Ninguém é remunerado por ser humano

Miguel Oliveira Panão (Professor Universitário), Blog & Autor

Antigamente havia emprego para toda a vida a fazer o mesmo trabalho. Depois, deixou de haver emprego para toda a vida, mas uma pessoa podia trabalhar o mesmo apesar de mudar de emprego. Actualmente, nem isso. Não há emprego ou trabalho para toda a vida porque, o que hoje fazemos, ou sabemos fazer, pode não servir amanhã.

Foto de Dominik Scythe em Unsplash

No dia 1 de maio, em muitas partes do mundo, celebra-se o trabalho. Confesso que menosprezei este feriado por muito tempo e orgulhava-me de trabalhar no Dia do Trabalhador como demonstração do gosto que tinha pelo trabalho que fazia. Mas questiono se a minha postura fazia algum sentido.

Penso ser importante distinguir emprego de trabalho. O emprego é um meio de sustento e deixar de ter emprego para toda a vida é uma fonte de instabilidade familiar que deve ser evitada. Por outro lado, há hoje a possibilidade de criarmos o nosso próprio emprego com mais facilidade, o que é positivo, mas desafiante e muito exigente. Logo, quando existe a preocupação real de pôr pão na mesa, não é fácil sugerir aos outros que criem o seu próprio emprego se não temos a experiência.

O trabalho é diferente por ser parte intrínseca do que significa ser humano. Ninguém é remunerado por ser humano. Deste ponto de vista, o trabalho entende-se como a expressão visível daquilo que aprendemos ao longo da vida e que se manifesta na cultura que geramos todos os dias com as nossas mãos, mente e coração. O problema surge quando se confunde trabalho com emprego e como essa confusão afecta a nossa vida.

 

Tipos de vida-trabalho

Há pessoas que vivem para o trabalho e outras que trabalham para viver. A primeira opção pode levar à exaustão e a segunda ao exaspero. Mas se não tiramos gozo de algo tão intrínseco à vida humana como o trabalho, há qualquer coisa de errado que merece reflexão.

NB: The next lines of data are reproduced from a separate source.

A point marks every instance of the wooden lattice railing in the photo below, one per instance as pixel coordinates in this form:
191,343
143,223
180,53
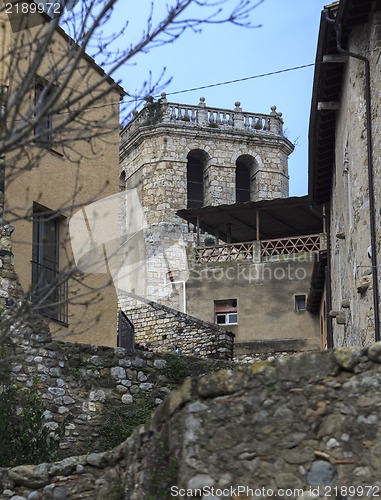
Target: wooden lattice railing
224,253
286,246
268,248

Uma pessoa que vive para o trabalho constrói uma vida decisiva apesar das circunstâncias. Não importa se é necessário ajudar em casa, ou escutar um amigo que precisa ou mesmo descansar porque, em qualquer circunstância, a pessoa que vive para o trabalho dirige-lhe toda a atenção, esquecendo tudo o resto. O resultado é a exaustão, os danos nos relacionamentos, e um dia dar-se conta de uma vida não vivida e um tempo que não volta atrás.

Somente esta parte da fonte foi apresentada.